The biggest technical obstacle to stem cell therapy has been generating and isolating enough early-stage stem cells. It is these cells that have the greatest developmental potential because they can most readily differentiate into a mature cell that, in turn, could be used for cell therapy and regenerative medicine.
The discovery that adult cells could be “reprogrammed” into inducible pluripotent stem cells (iPSC) offered promises of stem cell therapy while sidestepping ethical issues arising from embryonic stem cell therapies. However, iPSCs presented technical issues that so far preclude their therapeutic potential. Bone marrow, cord blood, and adipose tissue also produce stem cells, but on an extremely limited basis.

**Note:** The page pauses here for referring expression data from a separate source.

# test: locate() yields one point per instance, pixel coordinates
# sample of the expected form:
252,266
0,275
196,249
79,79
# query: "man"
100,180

So embryonic stem cells remain the “gold standard” (although iPSCs could still become the predominant technology). In their work, Egli and Noggle produced 13 embryos by transferring nuclei from the skin cells of diabetic patients into human eggs. These eggs surpassed previous attempts at human stem cell production; they could reach the 100-cell blastocyst stage (the earlier attempts never got past 10). What was the difference? The group transferred a diploid nucleus (from the somatic cell) into an oocyte that still had its haploid genome. Now, the cells could differentiate. But they did so with a triploid genome, a result that blocks their suitability for therapeutic use.
Some scientists feel this is an insurmountable obstacle. Others think that too many oocytes are needed to produce one viable stem-cell producing embryo (Egli and Noggin’s work needed 270 eggs to produce 13 embryos).
Clearly, cell therapy is becoming an important part of the pharmaceutical landscape, and the technical hurdles cleared by this research are impressive. But can the remaining issues be resolved? Can we ever get enough oocytes for therapeutic use? Will we ever be able to guide embryonic stem cell differentiation sufficiently to create every one of the approximately 230 cell types that make up the human body? Or will advances in iPSC research surprise us (as they have in the past)? Share your thoughts with us – we’d love to hear them.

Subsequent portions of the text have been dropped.